Of course, it also helps that Marvell is a U.S. based company with a valid 64-bit Arm offering given the sensitive nature of these workloads. While Fujitsu has a very compelling processor option in the same vein, it is clear why the NNSA would not go that route. As for other Arm-based chips, Grider says they were not server-class in one way or another. “The Arm ecosystem is healthy and robust because it has an enormous industrial base, Arm is used in almost every device we use. That healthy market means a stable base for these server-class chips within an ecosystem that is competitive within its own ecosystem and now against Intel and AMD. While there wasn’t a real HPC ecosystem for this until recently with Cray and others working to build that, we now have a real alternative.”
“We have important work to do to certify the stockpile every year and with the current nuclear posturing, perhaps even more to do.

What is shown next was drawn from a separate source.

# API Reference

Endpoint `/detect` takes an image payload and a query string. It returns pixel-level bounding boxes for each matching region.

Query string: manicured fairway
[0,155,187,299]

What we are saying is we need more than 1% efficiency. So we are starting to buy machines and fund efforts that work toward generating much higher efficiency machines that require less effort from programmers. There is a lot of talk about co-design, but the hardware people have just gone to design something for another market and we are expected to change out codes. Co-design needs to do both things for both sides. It wasn’t happening so we have started down this path and want to anyone else doing complex simulations to see that there is something more amenable than what the Linpack-focused approaches are providing.”
Grider says there is nothing wrong with those Linpack-centric machines with GPU floating point prowess given the rise in machine learning workloads in HPC. However, for strict simulations at scale, this is not a viable path. LANL will be working with Marvell to build more features necessary for their simulation workloads into future generation chips.
LANL will be issuing an RFP for the revised version of its Crossroads HPC program to invest in next capability and capacity machines for the 2021 timeframe in February. Grider says that the focus there will be on efficiency, memory bandwidth capability, and ease of use by programmers. From the sound of it, Arm might find one of its most striking HPC use cases in the center of one of the most challenging simulation workloads.
“Every time we get more memory bandwidth, we go faster. But when you give us FLOPS, we don’t. We just wait for memory more often and we are looking for a better way to do this for our codes.”